That’s been the promise from the beginning, that securing the 777X means thousands of jobs for the state.
An independent analysis released by the governor’s office projected that keeping production in Washington would produce $21 billion in tax revenue for the state over 16 years.
“This is a generational opportunity,” Senate Ways and Means Chairman Andy Hill, R-Redmond, said on the Senate floor Saturday. “This is about our aerospace economy.”
Not everyone saw it that way.
Democratic Sen. Bob Hasegawa, of Renton, voted against the tax breaks.
“I have a philosophical issue with putting this economic development strategy on the backs of the Machinists,” he said. “We’re asking them to sacrifice the future of the next generation of Boeing workers. That is not a sustainable economic development strategy for the state.”
Hasegawa was far in the minority on this one. Senate Bill 5952 passed the Senate 44-2, — Sen. Adam Kline, D-Seattle, also voted no — and in the House it passed 75-11.
Inslee called the three-day special session, which ended Saturday, to fulfill the state’s side of the bargain to keep the 777X.
The tax-incentives measure extends commercial-airplane tax breaks — due to expire in 2024 — until 2040 and expands a sales-and-use tax exemption for construction of buildings used to manufacture airplanes, among other things.

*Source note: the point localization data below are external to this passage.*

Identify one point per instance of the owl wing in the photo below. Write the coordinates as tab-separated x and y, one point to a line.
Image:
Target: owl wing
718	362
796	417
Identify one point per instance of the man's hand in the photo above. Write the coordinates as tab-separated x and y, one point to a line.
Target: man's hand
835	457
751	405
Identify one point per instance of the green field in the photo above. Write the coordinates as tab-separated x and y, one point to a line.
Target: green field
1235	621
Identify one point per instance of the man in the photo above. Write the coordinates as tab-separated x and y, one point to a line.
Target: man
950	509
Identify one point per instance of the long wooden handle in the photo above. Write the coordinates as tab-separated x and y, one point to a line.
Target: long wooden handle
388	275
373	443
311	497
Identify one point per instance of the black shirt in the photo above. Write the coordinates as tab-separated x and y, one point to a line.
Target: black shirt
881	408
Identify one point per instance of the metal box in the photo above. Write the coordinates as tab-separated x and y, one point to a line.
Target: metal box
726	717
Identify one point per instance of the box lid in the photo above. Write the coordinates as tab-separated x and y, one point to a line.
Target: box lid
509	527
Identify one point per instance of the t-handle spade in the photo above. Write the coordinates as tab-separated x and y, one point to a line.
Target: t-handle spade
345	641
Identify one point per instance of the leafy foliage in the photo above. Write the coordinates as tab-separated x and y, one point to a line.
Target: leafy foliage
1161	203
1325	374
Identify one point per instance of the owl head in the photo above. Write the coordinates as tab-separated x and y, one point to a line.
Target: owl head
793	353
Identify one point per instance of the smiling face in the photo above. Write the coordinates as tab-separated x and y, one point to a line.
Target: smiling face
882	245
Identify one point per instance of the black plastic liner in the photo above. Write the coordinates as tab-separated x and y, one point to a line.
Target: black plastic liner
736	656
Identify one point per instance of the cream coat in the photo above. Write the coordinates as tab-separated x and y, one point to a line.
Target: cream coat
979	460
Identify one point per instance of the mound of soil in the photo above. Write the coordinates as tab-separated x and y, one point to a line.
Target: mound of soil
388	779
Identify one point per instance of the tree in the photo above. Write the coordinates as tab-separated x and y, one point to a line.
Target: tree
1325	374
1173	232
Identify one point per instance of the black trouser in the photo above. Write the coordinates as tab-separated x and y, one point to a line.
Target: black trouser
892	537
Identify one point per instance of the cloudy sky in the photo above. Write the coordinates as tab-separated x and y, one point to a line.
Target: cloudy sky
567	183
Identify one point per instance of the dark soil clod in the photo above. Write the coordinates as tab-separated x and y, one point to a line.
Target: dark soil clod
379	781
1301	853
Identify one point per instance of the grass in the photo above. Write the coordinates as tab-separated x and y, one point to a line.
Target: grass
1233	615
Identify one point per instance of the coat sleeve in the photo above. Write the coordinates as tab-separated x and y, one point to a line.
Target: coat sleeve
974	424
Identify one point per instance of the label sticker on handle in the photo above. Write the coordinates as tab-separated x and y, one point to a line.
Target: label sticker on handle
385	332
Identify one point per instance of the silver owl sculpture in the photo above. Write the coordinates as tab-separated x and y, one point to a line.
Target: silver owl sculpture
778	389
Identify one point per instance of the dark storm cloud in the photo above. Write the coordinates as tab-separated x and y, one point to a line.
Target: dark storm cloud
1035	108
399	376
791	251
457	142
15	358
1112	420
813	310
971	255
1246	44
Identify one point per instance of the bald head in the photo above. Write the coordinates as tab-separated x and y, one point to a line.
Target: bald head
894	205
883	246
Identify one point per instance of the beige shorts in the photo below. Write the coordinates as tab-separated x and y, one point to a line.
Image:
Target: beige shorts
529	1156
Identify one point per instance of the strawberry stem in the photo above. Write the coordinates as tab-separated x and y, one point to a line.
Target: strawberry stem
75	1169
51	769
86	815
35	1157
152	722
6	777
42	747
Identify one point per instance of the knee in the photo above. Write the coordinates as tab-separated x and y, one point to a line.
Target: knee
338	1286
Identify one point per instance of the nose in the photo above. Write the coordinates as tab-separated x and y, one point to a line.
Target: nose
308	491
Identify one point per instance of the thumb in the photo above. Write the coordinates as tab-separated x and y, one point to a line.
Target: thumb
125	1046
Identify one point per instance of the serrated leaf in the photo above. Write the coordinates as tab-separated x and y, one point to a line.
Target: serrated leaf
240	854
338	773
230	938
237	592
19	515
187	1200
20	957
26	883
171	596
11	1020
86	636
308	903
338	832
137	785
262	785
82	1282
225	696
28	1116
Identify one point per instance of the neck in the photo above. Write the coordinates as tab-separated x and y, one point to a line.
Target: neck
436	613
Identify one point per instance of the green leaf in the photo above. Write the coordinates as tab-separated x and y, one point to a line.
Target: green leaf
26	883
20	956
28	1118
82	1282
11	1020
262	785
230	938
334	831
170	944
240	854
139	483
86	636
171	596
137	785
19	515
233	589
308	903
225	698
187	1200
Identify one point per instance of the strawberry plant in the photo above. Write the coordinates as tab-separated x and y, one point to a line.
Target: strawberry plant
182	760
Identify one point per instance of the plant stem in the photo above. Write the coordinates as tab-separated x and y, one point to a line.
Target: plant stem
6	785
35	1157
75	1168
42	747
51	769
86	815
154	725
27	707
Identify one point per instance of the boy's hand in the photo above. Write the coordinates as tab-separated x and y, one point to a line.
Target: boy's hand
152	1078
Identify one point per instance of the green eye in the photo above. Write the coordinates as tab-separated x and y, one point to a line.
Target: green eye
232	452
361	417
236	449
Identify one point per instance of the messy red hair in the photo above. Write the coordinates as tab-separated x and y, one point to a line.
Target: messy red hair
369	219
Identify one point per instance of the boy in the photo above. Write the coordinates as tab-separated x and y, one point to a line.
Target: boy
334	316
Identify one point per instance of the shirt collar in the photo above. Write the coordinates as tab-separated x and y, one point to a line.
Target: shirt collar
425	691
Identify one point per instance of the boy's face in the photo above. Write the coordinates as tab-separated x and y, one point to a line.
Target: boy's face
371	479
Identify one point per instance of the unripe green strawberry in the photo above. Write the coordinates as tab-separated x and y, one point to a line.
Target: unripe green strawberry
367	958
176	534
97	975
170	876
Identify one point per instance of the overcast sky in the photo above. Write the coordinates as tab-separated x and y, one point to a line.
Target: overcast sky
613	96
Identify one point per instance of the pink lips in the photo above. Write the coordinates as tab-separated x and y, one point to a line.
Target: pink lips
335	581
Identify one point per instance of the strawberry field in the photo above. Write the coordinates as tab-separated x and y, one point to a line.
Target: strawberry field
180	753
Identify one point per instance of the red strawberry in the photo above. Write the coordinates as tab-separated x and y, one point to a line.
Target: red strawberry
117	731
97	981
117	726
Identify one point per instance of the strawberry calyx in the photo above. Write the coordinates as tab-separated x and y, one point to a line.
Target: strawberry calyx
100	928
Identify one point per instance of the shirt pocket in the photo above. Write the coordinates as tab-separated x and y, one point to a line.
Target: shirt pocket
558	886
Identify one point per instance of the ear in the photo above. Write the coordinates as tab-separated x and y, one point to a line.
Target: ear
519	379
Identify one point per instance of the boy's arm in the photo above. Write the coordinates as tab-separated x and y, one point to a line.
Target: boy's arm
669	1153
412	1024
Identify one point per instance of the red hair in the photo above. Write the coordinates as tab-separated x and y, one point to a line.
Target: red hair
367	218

Lawmakers included provisions in the bill that take away the preferential tax rates for Boeing if it moves production of the 777X out of state.
That’s a lesson learned from 2003 when the Legislature approved big tax breaks for Boeing and other aerospace companies with the expectation that all 787 Dreamliners would be built in the state. But the legislation had enough maneuvering room for Boeing to put a second 787 Dreamliner assembly line in South Carolina in 2009.
The aerospace-training legislation, House Bill 2088, passed both chambers by equally large margins.
The training bill, among other things, would spend $8 million to increase high-demand aerospace enrollments by the equivalent of 1,000 additional full-time students for the 2014-15 academic year.
“It is the intent of the Legislature that this funding be ongoing or until there is no longer a demonstrated need,” according to a bill report.
It also includes $2 million for grants to local governments to advance permitting for large aerospace manufacturing sites.
Inslee is expected to sign both bills into law as early as Monday.
One item on Boeing’s Olympia shopping list remains — passing a multibillion-dollar tax package to pay for transportation improvements around the state, including the highways Boeing uses to move its people and products.
Lawmakers said talks were progressing, but had no immediate timeline for reaching an agreement.
When it comes to the union, Inslee’s spokesman, David Postman, said the governor has been in contact with Machinists leaders every day.
Although the governor isn’t advising union members how to vote, he is saying “what’s being done here (in Olympia) supports a long-term contract if that’s where they go. And those Machinists, like every Washingtonian, should feel confident that this work is really going to be done here and we’re not going to have a second line go to South Carolina or a wing go to Japan.”